Thursday, November 13, 2008

Oracle Bitmap indexes - implementation

Oracle uses BBC (Byte aligned Bitmap Code) 1-sided algorithm to store Bitmap indexes.

 

What is BBC?

 

Thinking of Bitmap indexes, most of us recall a simple Bitmap Index such as the one mention below:

Columns

Row 1

Row 2

Row 3

Row 4

Row 5

Row 6

Row 7

Row 8

Row 9

Red

0

0

0

0

0

0

0

1

1

Green

1

1

0

0

0

0

1

0

0

Blue

0

0

1

1

1

1

0

0

0


Fig: 1 - Table having 9 rows with data distribution shown as 0 and 1.

 

In the above style of storing bits is uncompressed i.e. all 0s and 1s are stored as it is. So, while doing any bitwise operation (and/or/xor), we use the uncompressed version of bitmaps.

 

Potential drawbacks of using this technique:

  1. high storage cost
  2. high query cost

 

Can compression be achieved?

Yes, we can compress 0s and 1s which are consecutive. Think of compressing seven 0s as one with a special header saying that this 0 is equivalent to seven 0s. 

 

But this has its own disadvantage. For any bit-wise operation, I have to first decompress bitmap indexes in question and do the “and”/”or” operation, which outweighs any savings in storage costs.

 

So, the need was for a compress bitmap technique using which bit-wise operations could be done on the compressed state.

One such example of such techniques is BBC (used by Oracle) – called Byte aligned bitmap code.

 

This technique of bitmap compression is based on run-length encoding. Using this encoding BITMAPs are aligned along the BYTE boundaries. Each aligned BYTE is called a gap-byte (GBYTE) if all the bits of that BYTE store the same logical value (0 or 1). If it’s a mix of bits having different logical values, its called a non-gap-byte or map-byte (MBYTE). Adjacent bytes of the same class are grouped and controlled by a control byte (CBYTE), which keeps the information whether the bytes following it are MBYTE or GBYTE and if its GBYTE what is the length of bytes? And if it’s a MBYTE, which type of MBYTE (is it an offset or not? – offset is a MBYTE having only single bit different from other bits in that byte)

 

In the above explanation, a gap-byte could be for 0 or for 1. so, it is called 2-sided BBC.

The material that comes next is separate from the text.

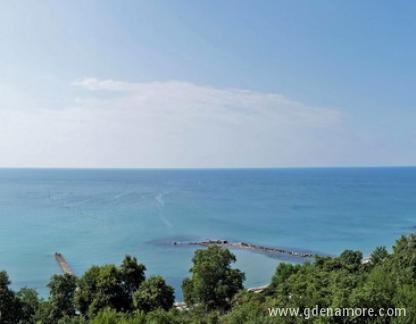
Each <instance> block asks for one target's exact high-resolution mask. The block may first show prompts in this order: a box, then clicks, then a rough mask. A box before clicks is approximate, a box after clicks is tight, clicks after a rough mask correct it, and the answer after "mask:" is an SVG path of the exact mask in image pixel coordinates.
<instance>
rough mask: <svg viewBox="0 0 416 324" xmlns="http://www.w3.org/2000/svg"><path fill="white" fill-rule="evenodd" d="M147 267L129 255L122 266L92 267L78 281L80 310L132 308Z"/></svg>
mask: <svg viewBox="0 0 416 324" xmlns="http://www.w3.org/2000/svg"><path fill="white" fill-rule="evenodd" d="M145 269H146V268H145V266H144V265H142V264H138V263H137V259H136V258H132V257H130V256H126V257H125V259H124V260H123V262H122V265H121V267H120V268H117V267H116V266H114V265H105V266H101V267H98V266H93V267H91V268H90V269H89V270H87V271H86V272H85V273H84V275H83V276H82V277H81V278H80V279H79V280H78V289H77V290H76V293H75V303H76V305H77V307H78V310H79V311H80V312H81V313H82V314H84V315H87V316H93V315H95V314H97V313H98V312H99V311H100V310H102V309H105V308H112V309H114V310H116V311H120V312H128V311H131V309H132V307H133V294H134V292H135V291H136V290H137V288H138V287H139V286H140V284H141V283H142V282H143V280H144V279H145V275H144V271H145Z"/></svg>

Oracle uses 1-sided BBC, in which only 0s are candidate for GBYTE not 1s. All 1s will still make an MBYTE in Oracle. I’m not sure why Oracle uses 1-sided BBC technique. It could be due to integration complexities with other part of RDBMS-engine. 

But going back on the question, why do we need Byte alignment when I can compress without it?

  1. Computers are happy dealing with BYTEs than BITS.
  2. I can do BIT-WISE operations as efficiently (in fact better) as I can do in decompress form.
  3. Control Bytes (CBYTES) are very handy in decoding the compress BITMAP.

 

Can this BITMAP compression and query response get better?

From what I see after doing research on net, the answer is Yes.

 

The technique of handling the bits BYTEs way has gotten better by handling the WORD way.

 

The concepts are similar to the ones followed in BBC, the major difference is aligning the bits using “word” rather than “byte”. Computers today are more friendly dealing in words (multiple bytes) than on byte.

 

 

I will write more on word aligned hybrid compression technique in perspective of oracle in coming days.

 

Thanks for reading!

 

 

Inputs:

Patent# 5363098 – by Antoshenkov, Gennady  (Oracle corp).